她稍稍放松,轻声道:“你想先知道什么?”
“盘龙阁,现状如何?”
宁尘语气凝重道:“花宗主应该知道的,盘龙阁前段时日做了何事。”
花无暇颔首:“我前段时日正值闭关,只是有所听闻。盘龙阁正收缩势力、彻底围守山中,虽有衍天道宗、碧云轩两宗牵头讨伐,但护宗大阵展开,暂时无人敢随意出手。”
宁尘低声道:“想必,不仅是因为大阵的缘故?”
花无暇顿了顿,继续道:“没错。盘龙阁位于武国南方,本就占尽地缘优势、资源丰富,而且在商业上与不少家族都有牵扯,其中利益纠纷、势力盘根错节,才是让其他圣宗乃至朝廷都倍感棘手的主因。”
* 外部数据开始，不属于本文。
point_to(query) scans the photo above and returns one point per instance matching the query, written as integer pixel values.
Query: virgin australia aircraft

宗主大人又道:“听闻朝廷督军赶至玉兴省,想召集当地军队前去质问盘龙阁,却不料玉兴省的都督私下与盘龙阁私交莫逆,暗中传信,提前放走了不少盘龙阁弟子。
朝廷震怒,又想寻求周边几省相助,但各方都在相互推辞,无人想要掺和进去。还是两方圣宗势力加入,才让场面缓和些。”
宁尘听得眉头紧皱。
虽然他早已对七圣宗在武国的地位有所了解,但不料…比想象中还要更夸张。
“皇庭颜面被如此打击,无妨?”
“其中权势斗争激烈,难为外人道。”花无暇摇了摇头:“那些当地郡守、都督之流,虽与盘龙阁牵扯颇深,但也知晓不可太忤逆朝廷威严,便在其中来回牵扯…这才让讨伐一时僵持。”
态度很明显,除去这次直接开战的几大圣宗和一些武林门派以外,其他势力基本都不想卷入其中,各个都想明哲保身、或从中牟利,唯独没人真想将盘龙阁给连根拔了。
宁尘一时沉吟,倒也理解其中缘由。
无论是地方富贾豪商、还是一些地方官员,他们能爬到这个位置、铺开生意,定免不了与坐镇本省的盘龙阁打好关系,其中所费资源和人脉不知几何,若盘龙阁倒台…怕是都要乱套。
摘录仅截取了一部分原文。